Bullet Train: Epic's New VR FPS Demo
It's a bit Dactyl Nightmare
Tinseltown is awash with virtual stars this week, thanks to the Oculus Connect event. Hatsune Miku has pressed her hands into virtual concrete on Hollywood Boulevard, Palmer Luckey is delighting tourists outside Grauman's Chinese Theatre with his levitation, and Epic Games have unveiled a new Unreal Engine 4 VR tech demo.
Named Bullet Train, it's an idea for a first-person shooter using Oculus Rift or Gear VR cybergoggles along with the Oculus Touch handheld motion controllers. And... look, I know I'm a decrepit cane-waving VR sceptic to you, but I swear it looks like a fancier version of Dactyl Nightmare. See:
Right? So it's an FPS where you point your hands to shoot people, aye? Yes, it's all very flashy, but it's... it looks like a nice demo to wow people as you put a sweaty television on their heads and let their chums giggle at them waving their hands, but... it's not something worth expensive hardware, is it. I understand we're still in relatively early days for semi-practical home cybergoggles and people are still figuring out how to use VR, but this is straight out the '90s. Only with teleporting rather than walking.
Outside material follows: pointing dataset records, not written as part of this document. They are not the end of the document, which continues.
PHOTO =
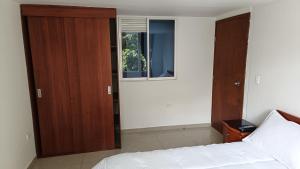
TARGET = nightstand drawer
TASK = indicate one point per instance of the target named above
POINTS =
(232, 134)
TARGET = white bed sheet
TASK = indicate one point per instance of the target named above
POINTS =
(237, 155)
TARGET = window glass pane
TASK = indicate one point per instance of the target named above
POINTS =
(134, 54)
(161, 34)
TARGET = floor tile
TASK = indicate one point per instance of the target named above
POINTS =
(135, 142)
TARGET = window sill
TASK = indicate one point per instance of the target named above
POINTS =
(147, 79)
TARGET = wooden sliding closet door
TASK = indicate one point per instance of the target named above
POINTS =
(72, 71)
(89, 53)
(50, 64)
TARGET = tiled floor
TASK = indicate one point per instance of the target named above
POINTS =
(132, 142)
It sounds more exciting when Epic say it in their own words:
"Staying true to form, Epic puts you in the middle of the action: Use motion controls in the role of an agent undergoing an infiltration simulation set inside a modern train station. Master the art of teleportation, time manipulation, and close-quarters combat to blast through resistance forces. Thanks to Unreal Engine technology and the Oculus Touch motion controllers, you can physically interact with an array of weapons, from guns to grenades to missiles, and even feel them through haptic feedback."